Go Semantic Diff (go-semantic-diff)

Original Task & Vision

go-semantic-diff is a command-line utility designed to provide a "semantic" difference between two text files. Unlike traditional diff tools that are line-order sensitive, this tool aims to understand content similarity even when blocks of text are moved, slightly modified, or surrounded by different "wrapper" text (like headers, footers, or code comments).

The goal is to offer a more intelligent diff that highlights:

Presence/Absence: Content truly new or deleted.
Semantic Modification: Content that exists in both files but has been altered.
Structural/Positional Changes: Content that is identical or similar but appears in a different location or with different surrounding context.

The primary output should be human-readable and focus on meaningful changes, abstracting away minor reordering or purely decorative differences where possible.

Use Cases

Comparing Code Concatenations: Analyzing outputs from tools that merge multiple source files, where the order of concatenation or per-file wrappers (e.g., <file path="...">...</file> vs. --- filename ---) might differ.
Refactored Code Analysis: Identifying core logic changes when code has been moved between files or functions, or when comments and formatting have changed extensively.
Document Versioning: Comparing document drafts where paragraphs or sections might be reordered or rephrased.
Configuration File Comparison: Understanding changes in configuration files where order might not be significant for some blocks, but value changes are.
Identifying Plagiarism or Content Reuse: Finding significant chunks of identical or very similar text between two large documents.

Core Processing Logic & Priorities

The diffing process follows a multi-stage approach, prioritizing robust matches first:

Global "Megablock" Matching (Line-Checksum Based):
- Both input files are initially broken down into individual lines.
- Each line is normalized (trimmed, lowercased, multiple spaces collapsed) and a checksum is calculated.
- The tool iteratively finds the longest contiguous sequences of lines that have identical checksum sequences in both files.
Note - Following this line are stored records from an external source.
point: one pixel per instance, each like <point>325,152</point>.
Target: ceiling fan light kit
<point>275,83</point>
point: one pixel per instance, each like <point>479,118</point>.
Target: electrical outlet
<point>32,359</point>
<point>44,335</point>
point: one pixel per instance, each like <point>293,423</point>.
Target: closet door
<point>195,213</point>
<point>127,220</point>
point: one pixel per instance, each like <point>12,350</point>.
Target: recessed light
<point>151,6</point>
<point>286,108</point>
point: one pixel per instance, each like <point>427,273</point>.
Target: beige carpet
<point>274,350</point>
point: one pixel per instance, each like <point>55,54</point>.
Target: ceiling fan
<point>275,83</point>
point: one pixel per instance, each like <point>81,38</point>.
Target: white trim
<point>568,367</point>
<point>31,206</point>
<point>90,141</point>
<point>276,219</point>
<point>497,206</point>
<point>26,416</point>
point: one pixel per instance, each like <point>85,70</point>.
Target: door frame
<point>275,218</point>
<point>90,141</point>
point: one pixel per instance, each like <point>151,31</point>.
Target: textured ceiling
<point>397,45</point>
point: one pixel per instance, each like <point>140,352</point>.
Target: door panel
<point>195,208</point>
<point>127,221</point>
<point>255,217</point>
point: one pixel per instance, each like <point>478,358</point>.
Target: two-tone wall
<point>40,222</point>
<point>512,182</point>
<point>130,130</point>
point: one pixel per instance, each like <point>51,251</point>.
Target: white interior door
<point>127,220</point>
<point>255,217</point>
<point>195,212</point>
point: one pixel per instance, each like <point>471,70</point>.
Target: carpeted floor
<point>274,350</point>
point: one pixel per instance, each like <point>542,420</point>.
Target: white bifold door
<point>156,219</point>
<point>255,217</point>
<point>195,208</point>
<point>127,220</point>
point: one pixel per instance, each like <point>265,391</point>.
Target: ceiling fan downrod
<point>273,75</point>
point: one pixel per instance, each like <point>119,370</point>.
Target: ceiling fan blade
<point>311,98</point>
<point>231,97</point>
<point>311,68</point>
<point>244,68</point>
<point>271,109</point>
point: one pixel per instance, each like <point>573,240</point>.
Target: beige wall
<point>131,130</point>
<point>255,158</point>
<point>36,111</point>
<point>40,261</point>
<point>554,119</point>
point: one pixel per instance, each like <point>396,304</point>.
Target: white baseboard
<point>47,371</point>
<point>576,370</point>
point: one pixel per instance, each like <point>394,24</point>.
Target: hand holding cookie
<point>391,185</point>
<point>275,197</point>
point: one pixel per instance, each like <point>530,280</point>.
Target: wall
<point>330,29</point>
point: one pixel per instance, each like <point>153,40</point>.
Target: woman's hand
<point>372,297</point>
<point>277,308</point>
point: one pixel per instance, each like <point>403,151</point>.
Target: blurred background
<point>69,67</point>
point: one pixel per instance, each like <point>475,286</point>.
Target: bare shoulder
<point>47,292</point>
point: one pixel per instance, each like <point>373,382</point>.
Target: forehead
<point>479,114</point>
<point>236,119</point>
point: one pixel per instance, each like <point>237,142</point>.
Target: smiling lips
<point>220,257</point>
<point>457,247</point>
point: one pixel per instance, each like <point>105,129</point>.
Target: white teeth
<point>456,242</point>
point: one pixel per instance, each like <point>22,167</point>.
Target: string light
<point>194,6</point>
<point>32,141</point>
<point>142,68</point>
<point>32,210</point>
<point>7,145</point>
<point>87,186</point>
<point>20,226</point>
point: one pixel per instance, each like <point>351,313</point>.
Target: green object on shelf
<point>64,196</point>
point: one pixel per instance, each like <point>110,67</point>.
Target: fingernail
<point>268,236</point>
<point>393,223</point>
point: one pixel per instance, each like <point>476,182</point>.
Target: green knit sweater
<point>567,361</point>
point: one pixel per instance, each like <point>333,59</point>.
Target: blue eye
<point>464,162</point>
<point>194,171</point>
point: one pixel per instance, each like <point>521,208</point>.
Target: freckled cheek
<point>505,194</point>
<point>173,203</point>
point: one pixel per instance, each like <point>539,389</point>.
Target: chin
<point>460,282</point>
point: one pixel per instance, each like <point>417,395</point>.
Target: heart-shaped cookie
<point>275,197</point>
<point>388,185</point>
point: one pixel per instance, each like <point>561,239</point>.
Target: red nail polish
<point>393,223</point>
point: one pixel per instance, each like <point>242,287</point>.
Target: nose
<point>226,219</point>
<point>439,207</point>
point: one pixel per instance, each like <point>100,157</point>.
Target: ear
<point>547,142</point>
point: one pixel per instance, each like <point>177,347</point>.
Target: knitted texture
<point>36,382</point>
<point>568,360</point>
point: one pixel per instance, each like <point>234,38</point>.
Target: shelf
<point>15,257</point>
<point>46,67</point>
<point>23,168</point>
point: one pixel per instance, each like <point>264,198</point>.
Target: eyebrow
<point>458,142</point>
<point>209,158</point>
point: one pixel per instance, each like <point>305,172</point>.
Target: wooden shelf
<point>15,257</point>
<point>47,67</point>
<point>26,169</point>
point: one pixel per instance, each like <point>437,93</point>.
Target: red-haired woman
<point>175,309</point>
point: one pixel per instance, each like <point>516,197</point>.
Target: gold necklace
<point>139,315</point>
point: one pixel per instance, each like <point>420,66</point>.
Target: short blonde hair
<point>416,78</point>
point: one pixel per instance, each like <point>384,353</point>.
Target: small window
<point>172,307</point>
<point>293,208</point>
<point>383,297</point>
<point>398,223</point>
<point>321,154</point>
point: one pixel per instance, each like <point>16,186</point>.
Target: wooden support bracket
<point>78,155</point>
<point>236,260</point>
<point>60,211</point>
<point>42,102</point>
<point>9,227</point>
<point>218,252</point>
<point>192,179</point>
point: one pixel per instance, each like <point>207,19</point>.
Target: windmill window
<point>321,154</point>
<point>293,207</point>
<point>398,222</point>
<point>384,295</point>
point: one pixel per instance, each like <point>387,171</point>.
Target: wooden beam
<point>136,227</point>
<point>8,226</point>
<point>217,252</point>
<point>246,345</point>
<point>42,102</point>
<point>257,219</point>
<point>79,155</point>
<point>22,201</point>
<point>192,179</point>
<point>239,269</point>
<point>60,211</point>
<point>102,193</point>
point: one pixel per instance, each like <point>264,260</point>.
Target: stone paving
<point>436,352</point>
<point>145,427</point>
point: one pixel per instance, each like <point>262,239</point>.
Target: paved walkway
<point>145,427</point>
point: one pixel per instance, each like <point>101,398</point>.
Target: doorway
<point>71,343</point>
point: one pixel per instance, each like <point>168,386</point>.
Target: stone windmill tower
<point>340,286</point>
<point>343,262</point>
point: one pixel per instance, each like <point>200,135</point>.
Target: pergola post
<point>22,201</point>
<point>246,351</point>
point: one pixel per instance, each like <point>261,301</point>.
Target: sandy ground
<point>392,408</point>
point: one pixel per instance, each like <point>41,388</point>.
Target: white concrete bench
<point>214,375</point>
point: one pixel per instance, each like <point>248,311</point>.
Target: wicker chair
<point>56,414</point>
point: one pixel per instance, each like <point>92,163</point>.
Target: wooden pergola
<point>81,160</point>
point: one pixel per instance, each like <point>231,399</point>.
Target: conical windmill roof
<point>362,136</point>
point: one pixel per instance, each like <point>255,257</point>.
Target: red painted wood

These sequences must meet a minimum length (e.g., 3 lines) to be considered a "megablock."
- These megablocks are marked as definite UNCHANGED anchors. They represent large, identical portions of content present in both files, regardless of their absolute position. Lines consumed by megablocks are excluded from further processing in this stage.
Gap Segmentation (Paragraph-Based):
- The lines not part of any megablock form "gaps" in both files.
- The text within these gaps is then segmented into paragraph-like ContentBlocks using double newline (\n\s*\n) as a separator. Each block is normalized for comparison.
Semantic Matching of Gap Paragraphs:
- Paragraph blocks from File A's gaps are compared against paragraph blocks from File B's gaps using a semantic similarity metric (currently Levenshtein distance on normalized text).
- A similarity threshold (configurable via --threshold) determines if two gap paragraphs are considered a MODIFIED pair. A heuristic is applied to only attempt semantic matching for paragraphs exceeding a minimum line count (e.g., 3 lines) to avoid spurious matches of very short, common phrases.
- Paragraphs are matched greedily: each gap paragraph from File A finds its best available semantic match in File B.
LIS (Longest Increasing Subsequence) for Positional Analysis:
- All paired blocks (megablocks from Step 1, type UNCHANGED; and matched gap paragraphs from Step 3, type MODIFIED) are collected.
- These pairs are sorted based on the start line of their File A block.
- The LIS algorithm is applied to the start lines of the corresponding File B blocks.
- Pairs whose File B blocks form part of this LIS are considered "in place." Their type remains UNCHANGED or MODIFIED.
- Pairs not in the LIS are re-categorized as MOVED. Their original similarity score (if from a semantic match) is retained.
Identifying Added/Deleted Gap Paragraphs:
- Gap paragraphs from File A that were not part of a megablock and did not find a semantic match become DELETED.
- Gap paragraphs from File B that were not part of a megablock and did not find a semantic match become ADDED.
Line-Level Diff for Modified Blocks:
- For paragraph blocks ultimately classified as MODIFIED (either in-place or moved but with content changes), a secondary line-level diff is performed on their original text using the diffmatchpatch library. This provides a detailed breakdown of character/word-level changes within those modified paragraphs.
Output Generation:
- Results are grouped by type (NEW, DELETED, MOVED, CHANGED, UNCHANGED_IN_PLACE).
- A compact summary is shown by default.
- The --details flag allows users to specify which sections to view in full detail. In detailed view, adjacent or nearly adjacent blocks of the same type are coalesced for readability (see "Coalesced Output" below).
- The --focus flag reports on the status of a specific line range from File A.

Features

Megablock Matching: Identifies large identical sections first to anchor the diff.
Paragraph-Level Semantic Diff: Compares non-identical sections based on content similarity rather than strict line order.
Levenshtein Distance: Used for semantic similarity scoring (placeholder for future embedding models).
Moved Block Detection: Uses LIS to distinguish blocks that changed position from those truly new/deleted or modified in place.
Line-Level Sub-Diffs: Shows detailed changes within larger "modified" paragraph blocks.
Configurable Similarity Threshold: --threshold flag.
Selective Detailed Output: --details flag (e.g., new,deleted, moved, all).
Focus Mode: --focus n,m flag to query the status of specific lines in File A.
Debug Mode: --debug flag for verbose internal logging.
Coalesced Output: In detailed views, blocks of the same type that are (nearly) adjacent in their respective source files are grouped. For NEW and DELETED blocks, this adjacency is determined by their line numbers in the source file, ensuring that only genuinely contiguous new or deleted content is grouped. This prevents misleadingly large line ranges when, for example, a file has a new header and footer but the content in between is matched or moved. For MODIFIED, MOVED, and UNCHANGED blocks, coalescing primarily considers adjacency in File A, and then File B.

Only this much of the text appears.